I return to my main question - whether this forum helps people get over their experiences. It does not seem to have helped me get over mine. The discussion has stirred up old angers and old memories that I didn't wish to bring to the boil again. What I had intended as a reflection on the old adage "A problem shared ..." has become something else, and made me angry and disappointed in the process.

For me, healing is about forgetting, not looking for reason in the unreasonable. For that reason I don't think I should participate in these worthy forums.

Meikl
Posts: 21
Joined: Wed Mar 24, 2004 7:20 pm

Postby Meikl » Thu Jul 22, 2004 8:19 pm

Hi Daffy,
I hope that doesn`t mean you`re going to disappear before I have chance to say this to you.
I absolutely did not mean to insult or belittle your pain and anger in any way at all. If I appeared to be flippant, it`s just my style, or lack of it. I was trying to illustrate the confusion I still feel with respect to the Philosophy, and the way in which this forum seems to be helping me to get my ideas straight.

You said - "These conversations continue a philosophical journey that you temporarily took with the SES and wish to continue". Thank you for that, it gives me one or two things to think about.

Whether you decide to leave this forum or not, please accept my good wishes for the future. I hope you find what you need.

Peace
Meikl

TB

Postby TB » Thu Jul 22, 2004 11:40 pm

Hallo Daffy,

I add my good wishes for your future to those from Meikl, if you decide to leave the forum. Although we do not have your insight of direct experiences at St James, there is a kinship and understanding on this forum regarding SES/SoP that you are unlikely to find elsewhere.
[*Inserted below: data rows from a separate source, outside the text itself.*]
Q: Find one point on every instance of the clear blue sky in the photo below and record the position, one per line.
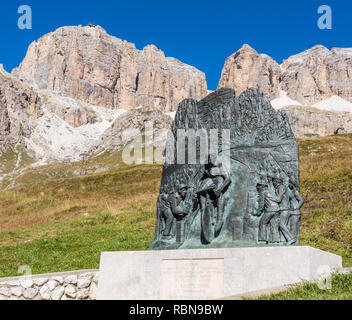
(200, 33)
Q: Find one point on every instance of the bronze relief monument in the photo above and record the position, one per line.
(230, 175)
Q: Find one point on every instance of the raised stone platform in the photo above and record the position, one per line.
(207, 273)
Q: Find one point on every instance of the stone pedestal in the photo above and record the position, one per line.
(207, 273)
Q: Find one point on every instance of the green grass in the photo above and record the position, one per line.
(77, 243)
(55, 221)
(341, 289)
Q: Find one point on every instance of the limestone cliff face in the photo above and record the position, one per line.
(246, 69)
(308, 77)
(317, 74)
(19, 105)
(306, 121)
(88, 64)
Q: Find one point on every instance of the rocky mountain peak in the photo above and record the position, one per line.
(307, 77)
(247, 68)
(88, 64)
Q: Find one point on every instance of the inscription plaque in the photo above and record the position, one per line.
(192, 278)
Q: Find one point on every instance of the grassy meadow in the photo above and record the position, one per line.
(60, 222)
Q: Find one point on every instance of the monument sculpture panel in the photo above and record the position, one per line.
(230, 175)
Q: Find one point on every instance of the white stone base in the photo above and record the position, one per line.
(207, 273)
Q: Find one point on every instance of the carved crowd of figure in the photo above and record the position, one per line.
(200, 189)
(279, 204)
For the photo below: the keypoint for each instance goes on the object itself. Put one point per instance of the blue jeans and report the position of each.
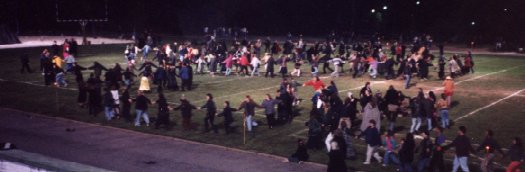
(143, 114)
(460, 161)
(422, 164)
(249, 122)
(444, 118)
(109, 112)
(405, 167)
(416, 123)
(388, 156)
(407, 81)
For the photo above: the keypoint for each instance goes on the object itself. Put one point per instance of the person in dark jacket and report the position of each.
(109, 104)
(301, 154)
(406, 153)
(126, 105)
(269, 109)
(185, 107)
(249, 111)
(336, 154)
(141, 108)
(227, 112)
(516, 154)
(425, 152)
(163, 116)
(490, 146)
(392, 101)
(373, 141)
(184, 74)
(211, 111)
(97, 69)
(463, 149)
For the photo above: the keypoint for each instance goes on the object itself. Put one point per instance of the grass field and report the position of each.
(496, 77)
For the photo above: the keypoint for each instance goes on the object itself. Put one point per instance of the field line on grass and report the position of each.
(40, 85)
(481, 76)
(359, 87)
(242, 92)
(489, 105)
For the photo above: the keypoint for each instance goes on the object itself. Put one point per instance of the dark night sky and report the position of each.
(447, 19)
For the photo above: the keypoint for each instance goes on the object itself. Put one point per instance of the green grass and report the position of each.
(504, 118)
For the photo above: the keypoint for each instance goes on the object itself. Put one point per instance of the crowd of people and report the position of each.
(333, 123)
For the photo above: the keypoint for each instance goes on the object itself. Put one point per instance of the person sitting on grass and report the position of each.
(300, 155)
(227, 112)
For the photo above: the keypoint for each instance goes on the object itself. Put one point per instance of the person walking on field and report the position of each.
(490, 146)
(517, 155)
(449, 89)
(463, 149)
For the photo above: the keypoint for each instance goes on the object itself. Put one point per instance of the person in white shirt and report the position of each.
(255, 64)
(336, 62)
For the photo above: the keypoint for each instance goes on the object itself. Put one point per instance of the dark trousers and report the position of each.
(25, 66)
(186, 84)
(208, 122)
(269, 72)
(326, 65)
(163, 119)
(270, 119)
(186, 123)
(227, 127)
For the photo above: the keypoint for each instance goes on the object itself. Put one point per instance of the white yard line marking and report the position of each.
(489, 105)
(242, 92)
(359, 87)
(481, 76)
(32, 83)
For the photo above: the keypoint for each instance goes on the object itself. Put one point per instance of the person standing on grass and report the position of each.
(186, 111)
(406, 153)
(211, 111)
(184, 74)
(425, 152)
(249, 111)
(392, 101)
(373, 141)
(442, 106)
(449, 87)
(109, 104)
(408, 74)
(463, 149)
(24, 61)
(390, 148)
(126, 105)
(256, 63)
(227, 112)
(141, 108)
(336, 161)
(163, 116)
(489, 145)
(516, 154)
(269, 109)
(371, 112)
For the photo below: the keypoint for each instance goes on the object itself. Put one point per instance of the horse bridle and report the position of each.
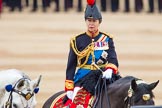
(128, 101)
(27, 96)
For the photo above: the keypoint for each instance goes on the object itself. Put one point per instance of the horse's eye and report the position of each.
(15, 106)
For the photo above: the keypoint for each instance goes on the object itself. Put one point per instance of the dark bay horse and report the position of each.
(123, 93)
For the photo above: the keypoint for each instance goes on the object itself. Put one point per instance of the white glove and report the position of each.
(69, 94)
(107, 74)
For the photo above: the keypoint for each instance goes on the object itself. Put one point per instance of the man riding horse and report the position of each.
(92, 54)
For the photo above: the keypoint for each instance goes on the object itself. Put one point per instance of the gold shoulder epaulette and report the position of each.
(74, 37)
(108, 34)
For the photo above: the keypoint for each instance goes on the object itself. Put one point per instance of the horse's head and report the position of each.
(22, 93)
(142, 92)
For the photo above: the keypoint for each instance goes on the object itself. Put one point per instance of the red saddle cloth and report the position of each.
(83, 99)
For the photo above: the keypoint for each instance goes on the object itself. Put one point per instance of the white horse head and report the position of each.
(17, 90)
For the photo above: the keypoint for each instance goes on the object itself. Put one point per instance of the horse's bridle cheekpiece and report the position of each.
(9, 88)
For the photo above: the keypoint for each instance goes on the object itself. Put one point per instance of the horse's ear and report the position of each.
(134, 84)
(153, 85)
(20, 84)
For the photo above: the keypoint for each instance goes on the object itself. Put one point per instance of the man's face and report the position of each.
(92, 24)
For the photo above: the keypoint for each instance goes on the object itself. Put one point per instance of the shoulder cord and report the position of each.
(85, 53)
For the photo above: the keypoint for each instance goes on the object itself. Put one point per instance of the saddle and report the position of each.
(83, 99)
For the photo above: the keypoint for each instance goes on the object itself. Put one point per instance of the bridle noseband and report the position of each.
(13, 89)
Your last post gave the best impression who you are, and I related to much of what you said. Do not be fooled by high sounding language and smart quotations from myself and others, our day to day thoughts are probably similar to yours. Your response prompted some questions that I will not ask as you do not wish to continue here, but your postings stirred up people and made us think. Your analogy
I have no more spiritual a connection with the SES than a motor car colliding with a pedestrian
I will not forget in a hurry.

Good luck, you know where to find us.

Antises

Postby Antises » Fri Jul 23, 2004 5:40 pm

I express my greatest support for Daffy in his down-to-earth approach. The talk in this forum reminds me of the marvellous Postmodernist generator which churns out eloquent prose, complete with quotations, but means nothing. Yes, you may all understand what you're on about with your quotes, but to most other people it has little meaning. Many people may visit and attempt to understand this forum, and many will leave it due to the constant need for over-analysis when a general down-to-earth view would suffice.

TB

Postby TB » Fri Jul 30, 2004 10:37 am

I agree with Antises' view that quotations are overused, or used wrongly by many. Its much the same process when we apply labels to ideas and behaviour without fully understanding its meaning. Add flowery language, long wordy sentences and its no wonder we misunderstand each other and have endless debates.